The 19-year-old Nayeem Bhat was killed in a firing by security forces in this volatile north Kashmir town as protestors clashed with police over an alleged molestation bid by an army man.
Fondly called 'Nanha' (small) Bhat, the youngest among seven siblings had secured his admission in a physiotherapy college in Dehradun and was about to leave for Uttarakhand's capital city in coming days.
On Tuesday morning, he went for a hike with his friends to a nearby hill forest, his brother Zahoor, a journalist, told IANS.
"Nanha had been to a nearby jungle to get his photo-shoot done. He asked his friends to click only his photographs with his DSLR," said Zahoor, struggling to speak as he consoled his sobbing mother and sisters.
He was the "most-loved and a pampered boy" in the family, the Zahoor said. "He was just a kid who dreamt of being an international cricketer."
Zahoor said his friends called him Martin Guptill, after the cricketer from New Zealand, but their father, Ghulam Qadir called him "the Gavaskar of Kashmir" for his calm cricketing demeanour.
Nayeem had passed his Class 12 exams in December with 80 percent marks last year. "He was leaving for Dehradun on April 16. He wanted his pictures because he said he would miss homeland."
Zahoor said as his brother returned from the hike, he was asked by the mother to buy vegetables from the market. He bought them and that's when the protests erupted.
"He was not even involved in the protests. He was carrying grocery and vegetables. He was shot with vegetables and grocery bag still grasped in his hand."
Zahoor said Nayeem had received several awards and had participated in Kashmir's Cricket League (KCL) -- a local version of the Indian Premier League (IPL).
"He was so happy to have batted once alongside Indian cricketers Suresh Raina and Parvaiz Rasool."

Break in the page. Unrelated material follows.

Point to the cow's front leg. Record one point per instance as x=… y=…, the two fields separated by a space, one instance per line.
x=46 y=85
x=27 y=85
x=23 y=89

The family is distraught now. His father is barely able to speak. The mother and sisters are speechless, hallucinating after seeing him dead.
"He was our hope. We have lost everything," Zahoor told IANS.
Nayeem was among three people killed in firing by security forces here on Tuesday. One more protestor was killed in a nearby Drugmulla village as Kashmir witnessed a tense day amid a shutdown call by separatist groups and a curfew clampdown by the government.